Getting Over the Fear of Being An Entrepreneur

This article was originally published by Entrepreneur.com on July 27, 2022

Nearly every success story — every hero's journey—involves overcoming some fear. In fact, read enough success stories, and you might just conclude that fear itself is the greatest inhibitor of success. Have the courage to face your fears, and continue on your path despite those fears, and you will undoubtedly know this to be true.

I became an entrepreneur in 2013, in the middle of divorce, with no money and no clients. I had wanted for some time to be my own boss, to escape the limitations of the environment that was financially supporting me, but there was always a reason to put it off. Those reasons all fell under the very vague umbrella of "it just wasn't practical." But why?

Everywhere I looked, it seemed that plenty of equally or less qualified people were living my dream, freely pursuing their passion and doing something they loved for a living. These were ordinary people with ordinary lives — school debt, mortgages, little league baseball games, etc. — they were not all Steve Jobs or Elon Musk. The only distinction between these entrepreneurs having their own business and me not having my own was that they got up the courage and took the initiative to actually start their own business. I, on the other hand, was paralyzed by fear and doubt.

Fear and doubt are not exactly the same thing.
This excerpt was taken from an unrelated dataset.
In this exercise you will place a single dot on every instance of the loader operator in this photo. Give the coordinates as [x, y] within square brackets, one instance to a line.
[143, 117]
Fear is emotional, a feeling; doubt is uncertainty, or not knowing. It takes courage to overcome fear, while it takes faith to overcome doubt. To act out of courage is to act despite your fears. To act out of faith is to act knowingly despite having proof.

Define failure and success

What every person is ultimately afraid of when it comes to starting a business is that the business will "fail" (or not "succeed") for one reason or another. This makes defining failure and success a necessary first step in the equation, and one I believe most overlook or do not fully understand.

If you had asked me at the time what my business succeeding meant, I probably would have said something about making a lot of money, being able to support myself and my family while experiencing some of life's luxuries. Success meant doing what I love while making at least as much money as I would have been making if I stayed employed, while being much happier. My definition of failure, therefore, would have been not achieving these lofty goals. But the reality is that I was not afraid of failing to achieve my grand vision of success.

What I was afraid of, my real fear, was not being able to support myself or my children and ending up homeless and penniless in the street. I was afraid of the worst-case scenario. Given my education, experience, work ethic, etc., however, this worst-case scenario was the least likely to happen. I had no doubt that I was qualified and capable, but I was terrified of not surviving or making ends meet. My fear was driving my doubt. Once I realized that my fear was irrational because of how unlikely the worst-case scenario was to occur, my doubt miraculously went away.

Worst-case scenarios

In 2014, actor, author, comedian and painter Jim Carrey gave a commencement speech at Iowa's Maharishi University of Management, in which he said: "So many of us choose our path out of fear disguised as practicality. What we really want seems impossibly out of reach and ridiculous to expect." When you take a closer look, however, our fears are often not rooted in what is practical. Our fears are usually based on the unlikely worst-case scenario. Carrey goes on to say:

"My father could have been a great comedian, but he didn't believe that that was possible for him. And so he made a conservative choice. Instead, he got a safe job as an accountant. And when I was 12 years old, he was let go from that safe job, and our family had to do whatever we could to survive. I learned many great lessons from my father, not the least of which was that you can fail at what you don't want, so you might as well take a chance on doing what you love."

Truer words have never been spoken, and Carrey's dad is not alone. According to one source, an astonishing 40% of Americans have been laid off or terminated from a job at least once. Comparatively, statistics published in 2019 by the Small Business Administration (SBA) reveal that 20% of business startups fail in the first year, while about half succumb to business failure within five years. Looking at those numbers, taking a chance on doing what you love may not be that much of a greater risk than getting what you consider a "safe" job.

The tragedy of Carrey's father is not that he failed to take a chance at doing what he loved; it is that he was overcome by doubt in himself driven by an irrational fear of the least-likely scenario of poverty coming true. He underestimated his own abilities and the likelihood of succeeding at doing what he loved versus the likelihood of failing, or being laid off, at a "safe" job.

Jim Carrey is an exceptional, one-of-a-kind comedic success. If you want to become a comedian, you cannot define success as becoming the next Jim Carrey. That is an unreasonable and unnecessary benchmark to achieve. Elon Musk, Steve Jobs, and any other entrepreneur that has become a household name, are also all exceptions. Setting out to achieve their success when becoming an entrepreneur will almost definitely result in failure. You absolutely should not be afraid of failing to achieve such astronomical success, because you almost certainly will not. Setting out to make a living owning your own company, on the other hand, is a much more practical proposition.